The university’s policy against providing non-academic facilities also gave an advantage to male students, who had greater access to faculty, administrators, alumni, and donors. For example, the men used the alumni network to have a gymnasium built for them by A. J. P. Harmon, the wealthy father-in-law of alumnus and faculty member George Edwards, who wanted a large indoor space to train the university’s Cadet Corps (Stadtman, 110). In contrast, the needs of women students went unrecognized, and even after graduation they were made to feel unwelcome at Alumni Association gatherings. One alumnus, for example, admitted he had told two alumnae “that girls weren’t wanted” at an Alumni Association reception for the new university President in 1886, “hoping they would spread the fact” (Clifford, 1998, 87). When a few alumnae showed up anyway they were seated at the most distant table with current women students. Women were thus dissuaded from entering the networks of power and patronage. Without representatives on the faculty or among the alumni, women students had no one to help them redress their campus exclusions.

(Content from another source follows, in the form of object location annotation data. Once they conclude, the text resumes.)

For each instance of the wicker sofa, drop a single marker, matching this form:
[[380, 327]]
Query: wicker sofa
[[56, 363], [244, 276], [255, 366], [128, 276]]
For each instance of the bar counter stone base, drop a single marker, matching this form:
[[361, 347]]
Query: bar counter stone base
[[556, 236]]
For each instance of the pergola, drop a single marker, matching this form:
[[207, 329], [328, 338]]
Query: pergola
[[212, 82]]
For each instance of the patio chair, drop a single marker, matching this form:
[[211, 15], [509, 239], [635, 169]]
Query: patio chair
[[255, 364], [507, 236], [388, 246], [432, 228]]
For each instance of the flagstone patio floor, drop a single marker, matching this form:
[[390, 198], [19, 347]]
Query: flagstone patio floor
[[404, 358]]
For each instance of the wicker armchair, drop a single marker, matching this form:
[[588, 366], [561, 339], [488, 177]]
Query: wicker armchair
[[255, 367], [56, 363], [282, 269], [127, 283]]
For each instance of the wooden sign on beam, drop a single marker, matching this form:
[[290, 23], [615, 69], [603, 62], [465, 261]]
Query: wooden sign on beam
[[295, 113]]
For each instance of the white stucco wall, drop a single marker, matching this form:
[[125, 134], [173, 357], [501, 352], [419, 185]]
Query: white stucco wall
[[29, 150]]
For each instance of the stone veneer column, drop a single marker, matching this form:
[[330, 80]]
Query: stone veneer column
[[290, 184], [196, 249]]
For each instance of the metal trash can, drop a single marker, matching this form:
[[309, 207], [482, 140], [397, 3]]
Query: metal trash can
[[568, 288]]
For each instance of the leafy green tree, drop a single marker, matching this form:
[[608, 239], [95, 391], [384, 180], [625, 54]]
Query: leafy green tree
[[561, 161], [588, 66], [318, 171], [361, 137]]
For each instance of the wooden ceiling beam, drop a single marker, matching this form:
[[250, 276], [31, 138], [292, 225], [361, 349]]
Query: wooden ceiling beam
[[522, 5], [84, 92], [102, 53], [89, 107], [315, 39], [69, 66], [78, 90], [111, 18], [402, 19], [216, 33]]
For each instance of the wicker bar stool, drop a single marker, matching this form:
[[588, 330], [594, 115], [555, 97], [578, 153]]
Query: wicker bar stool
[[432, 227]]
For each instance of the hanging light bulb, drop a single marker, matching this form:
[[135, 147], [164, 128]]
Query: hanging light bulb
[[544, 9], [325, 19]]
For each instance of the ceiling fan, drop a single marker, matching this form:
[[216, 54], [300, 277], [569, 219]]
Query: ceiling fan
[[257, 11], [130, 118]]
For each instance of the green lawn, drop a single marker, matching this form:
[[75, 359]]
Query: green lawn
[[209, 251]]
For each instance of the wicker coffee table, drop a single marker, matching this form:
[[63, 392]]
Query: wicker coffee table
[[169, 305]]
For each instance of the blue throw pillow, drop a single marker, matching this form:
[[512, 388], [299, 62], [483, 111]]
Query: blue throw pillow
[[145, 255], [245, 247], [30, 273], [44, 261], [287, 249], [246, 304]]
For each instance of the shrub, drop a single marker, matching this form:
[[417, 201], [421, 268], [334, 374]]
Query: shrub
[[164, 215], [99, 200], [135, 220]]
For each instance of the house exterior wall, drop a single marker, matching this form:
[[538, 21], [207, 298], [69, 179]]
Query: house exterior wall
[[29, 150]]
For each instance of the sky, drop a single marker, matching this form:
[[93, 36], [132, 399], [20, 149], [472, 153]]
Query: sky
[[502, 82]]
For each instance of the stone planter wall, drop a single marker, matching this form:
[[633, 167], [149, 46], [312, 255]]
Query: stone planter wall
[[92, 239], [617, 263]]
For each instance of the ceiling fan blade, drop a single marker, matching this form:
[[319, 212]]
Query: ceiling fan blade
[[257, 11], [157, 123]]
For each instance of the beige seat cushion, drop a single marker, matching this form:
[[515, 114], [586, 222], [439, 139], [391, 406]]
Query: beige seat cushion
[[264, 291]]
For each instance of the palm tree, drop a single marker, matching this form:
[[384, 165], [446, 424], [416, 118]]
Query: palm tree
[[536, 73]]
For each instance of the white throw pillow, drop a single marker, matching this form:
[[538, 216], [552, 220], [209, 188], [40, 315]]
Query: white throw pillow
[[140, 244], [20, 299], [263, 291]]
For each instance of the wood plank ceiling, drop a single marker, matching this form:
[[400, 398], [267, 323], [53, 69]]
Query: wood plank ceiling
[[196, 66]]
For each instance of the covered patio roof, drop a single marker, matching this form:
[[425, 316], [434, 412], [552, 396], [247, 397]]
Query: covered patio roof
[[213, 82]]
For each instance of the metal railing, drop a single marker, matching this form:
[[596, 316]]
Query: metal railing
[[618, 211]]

Women’s living conditions also prevented their integration into campus life. They were far more likely than their male counterparts to commute to campus from their family homes in San Francisco or Oakland even decades after the founding. President Wheeler approvingly reported that whereas half of all students commuted in 1894, in 1900 71% of the student body was then living in Berkeley near campus. Wheeler called the change a “fortunate tendency; an important part of university training comes from that contact with university life” (Biennial Report1898-1900, 11). However, it was the male students who accounted for the increase in “living at the University” and who reaped the benefits. The majority of women were still living at home and commuting well into the 1910s (Biennial Report, 1913-14, 195). It’s likely that most women commuted from home because there was a long-term housing shortage in Berkeley, and many boarding houses would not rent to women. Sororities (which began as ways to address the problem) barely existed: the first had opened in 1880, but only another three had been added by the end of the century. Living conditions for women had become so intolerable by the late 1890s, that a group of students asked their university-appointed medical examiner to investigate the problem. After visiting the rented rooms of every enrolled woman, she found them generally “deplorable” (Stadtman, 1970, 159-161). Conditions were often worse for the students who could not even afford boarding houses and instead worked long hours as domestic servants for lodging in private homes.